To determine whether the suppression of MK expression influenced the cell growth or not, MK-targeted siRNA was applied in this study. CCK-8 kit assay showed that, without cisplatin treatment, the proliferation and survival were not affected either by MK-siRNA or non-targeted siRNA, nor the percentage of apoptosis and necrosis in AGS cells by Annexin V/PI. In cisplatin-treated cells, the growth was inhibited and the percentage of apoptosis and necrosis were obviously increased, and the apoptosis tended to be further increased by MK-siRNA, while non-targeted siRNA showed no such effect (Figs. 7 and 8). Immunofluorescent staining of Delta-like 1 and Jagged 1 was conducted to analyze the influence of the inhibition of MK expression upon the regulation of Notch signaling pathway related ligands. Without cisplatin intervention, non-targeted siRNA and MK-siRNA did not affect the expression of Delta-like 1 and Jagged 1, compared with NS-treated cells. After receiving cisplatin, the downregulation of Delta-like 1 and Jagged 1 protein expression could be clearly observed, and this change was enhanced by MK-siRNA. Western blot analysis showed that the expression of Notch 1 and Notch 2 was also reduced by MK-siRNA (Fig. 9).
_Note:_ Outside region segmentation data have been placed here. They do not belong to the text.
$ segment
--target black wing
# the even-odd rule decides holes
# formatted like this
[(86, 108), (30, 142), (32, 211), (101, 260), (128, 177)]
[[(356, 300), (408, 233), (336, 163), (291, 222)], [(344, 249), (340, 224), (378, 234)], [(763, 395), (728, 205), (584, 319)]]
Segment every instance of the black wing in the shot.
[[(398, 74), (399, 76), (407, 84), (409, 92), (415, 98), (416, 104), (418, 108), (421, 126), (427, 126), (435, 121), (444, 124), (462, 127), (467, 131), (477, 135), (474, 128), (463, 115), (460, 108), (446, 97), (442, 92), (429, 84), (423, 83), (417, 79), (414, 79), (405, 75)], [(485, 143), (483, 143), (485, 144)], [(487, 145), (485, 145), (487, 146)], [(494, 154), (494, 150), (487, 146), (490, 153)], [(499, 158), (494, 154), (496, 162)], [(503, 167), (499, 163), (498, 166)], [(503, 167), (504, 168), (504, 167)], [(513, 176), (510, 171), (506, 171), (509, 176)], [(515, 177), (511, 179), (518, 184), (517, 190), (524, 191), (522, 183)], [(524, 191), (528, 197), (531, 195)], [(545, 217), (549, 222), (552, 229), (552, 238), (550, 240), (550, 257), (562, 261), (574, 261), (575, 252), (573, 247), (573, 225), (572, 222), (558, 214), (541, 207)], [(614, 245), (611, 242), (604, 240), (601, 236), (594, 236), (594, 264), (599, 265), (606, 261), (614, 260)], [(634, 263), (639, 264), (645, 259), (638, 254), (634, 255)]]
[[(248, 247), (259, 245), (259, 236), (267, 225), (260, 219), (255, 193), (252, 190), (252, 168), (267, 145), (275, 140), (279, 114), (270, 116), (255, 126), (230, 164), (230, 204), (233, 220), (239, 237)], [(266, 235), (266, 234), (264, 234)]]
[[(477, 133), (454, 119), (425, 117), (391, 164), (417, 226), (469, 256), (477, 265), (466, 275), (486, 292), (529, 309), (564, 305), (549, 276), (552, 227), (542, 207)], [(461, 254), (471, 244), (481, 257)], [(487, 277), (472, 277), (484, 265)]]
According to the results of the in vivo experiment, the treatment of cisplain alone exerted a beneficial effect on the gastric cancer in terms of the decreased tumor volume and weight, compared with the control groups. Furthermore, the tumor volume and weight were decreased more significantly after the combined treatment with cisplatin and MK-siRNA, during the whole observation period (Fig. 10). Histochemical staining indicated that the chemical density of Delta-like 1 and PCNA was reduced by cisplatin, which could be promoted by MK-siRNA. The TUNEL analysis revealed that cisplatin caused apoptosis in cancerous tissues was also enhanced by MK-siRNA (Fig. 11). The expression of Notch 1 and Notch 2 protein was also found to be reduced in cisplatin-treated cells, and the reduction was promoted by MK-siRNA (Fig. 12).